Verizon's tiered LTE plans fuel 'bill shock' debate

27.05.2010

Of course, from Verizon's perspective it's understandable why the carrier would want to impose some kind of bandwidth caps on their 4G services. Since most voice calls on LTE-capable phones are projected to be made over a VoIP network and not a standard cellular network, carriers will lose the revenues they used to get through minute-based cellular plans.

Additionally, carriers are also worried that allowing unlimited data consumption on their LTE networks will lead to degraded network performance. This may sound paradoxical since 4G networks will undoubtedly deliver much faster speeds than today's 3G networks, but consider that the relative slowness of 3G compared to fixed broadband connections means that very few users are trying to stream long high-definition videos or use bandwidth-intensive peer-to-peer protocols on their 3G connections. Once more users have the ability to use such applications over a 4G connection, however, carriers fear that such high-bandwidth applications will severely degrade network performance if left unchecked.

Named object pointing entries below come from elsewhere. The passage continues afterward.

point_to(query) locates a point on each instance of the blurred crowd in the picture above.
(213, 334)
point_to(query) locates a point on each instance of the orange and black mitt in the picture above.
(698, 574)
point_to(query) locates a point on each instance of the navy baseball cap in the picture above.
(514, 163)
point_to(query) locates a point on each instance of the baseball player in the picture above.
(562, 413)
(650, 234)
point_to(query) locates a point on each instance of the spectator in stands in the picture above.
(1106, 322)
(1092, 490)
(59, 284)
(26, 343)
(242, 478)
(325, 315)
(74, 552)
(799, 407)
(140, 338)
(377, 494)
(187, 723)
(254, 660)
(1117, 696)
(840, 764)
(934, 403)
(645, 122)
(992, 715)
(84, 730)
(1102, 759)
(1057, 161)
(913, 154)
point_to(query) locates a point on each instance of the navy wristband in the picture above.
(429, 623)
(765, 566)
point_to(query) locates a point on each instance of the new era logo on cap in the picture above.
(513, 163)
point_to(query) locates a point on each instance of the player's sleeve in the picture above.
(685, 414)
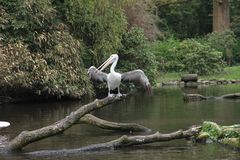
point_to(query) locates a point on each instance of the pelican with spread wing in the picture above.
(114, 79)
(4, 124)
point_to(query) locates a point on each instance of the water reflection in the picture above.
(165, 112)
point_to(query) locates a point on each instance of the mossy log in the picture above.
(27, 137)
(127, 127)
(199, 97)
(227, 135)
(126, 141)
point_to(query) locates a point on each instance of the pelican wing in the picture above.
(137, 76)
(97, 75)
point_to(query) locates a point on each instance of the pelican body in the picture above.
(114, 79)
(4, 124)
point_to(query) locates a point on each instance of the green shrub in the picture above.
(199, 58)
(99, 24)
(167, 59)
(135, 54)
(57, 74)
(188, 56)
(221, 41)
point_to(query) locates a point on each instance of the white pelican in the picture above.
(4, 124)
(114, 79)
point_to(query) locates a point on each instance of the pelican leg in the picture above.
(109, 92)
(119, 94)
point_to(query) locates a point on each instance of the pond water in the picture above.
(165, 111)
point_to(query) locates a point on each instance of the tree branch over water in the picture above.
(125, 141)
(27, 137)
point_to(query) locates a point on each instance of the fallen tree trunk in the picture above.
(125, 141)
(27, 137)
(199, 97)
(129, 127)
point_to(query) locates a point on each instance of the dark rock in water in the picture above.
(193, 97)
(189, 78)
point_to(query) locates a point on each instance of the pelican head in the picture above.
(113, 58)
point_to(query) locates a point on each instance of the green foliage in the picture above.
(54, 75)
(229, 135)
(222, 41)
(135, 54)
(188, 56)
(199, 58)
(213, 129)
(185, 20)
(167, 59)
(99, 24)
(44, 57)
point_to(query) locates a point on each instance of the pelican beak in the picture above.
(105, 64)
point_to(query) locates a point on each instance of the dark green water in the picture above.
(164, 112)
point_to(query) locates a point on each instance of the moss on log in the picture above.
(126, 141)
(228, 135)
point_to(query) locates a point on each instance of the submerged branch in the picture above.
(199, 97)
(129, 127)
(27, 137)
(125, 141)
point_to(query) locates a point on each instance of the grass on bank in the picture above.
(229, 73)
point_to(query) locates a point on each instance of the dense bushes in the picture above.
(135, 54)
(188, 56)
(223, 42)
(47, 46)
(100, 25)
(55, 74)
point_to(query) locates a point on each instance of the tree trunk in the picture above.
(27, 137)
(127, 127)
(221, 21)
(126, 141)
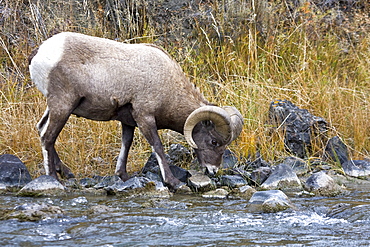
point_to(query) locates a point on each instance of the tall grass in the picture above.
(244, 53)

Unsurprisingly, Verizon's proposed tiered LTE plans are not without their critics. Blogger Mike over at GadgetSteria predicted that the limited LTE data plans would become a way for carriers to bilk consumers by continuing to garner overage charges even as the cost of transmitting data for the carrier goes down.

"On the surface, it seems to make sense and be 'fair' -- charge heavier users for the larger amount of data they use," he wrote. "They only problem is that 4G will make transmitting data cheaper than 3G. Not only that, but the high-end 4G data plan should never be more than $30-$40. I guarantee that carriers will milk customers for all their [sic] worth."

Kevin Krauss, writing at , warned readers to "kiss your unlimited data goodbye" and attacked Verizon's reasoning for placing data caps on its 4G network.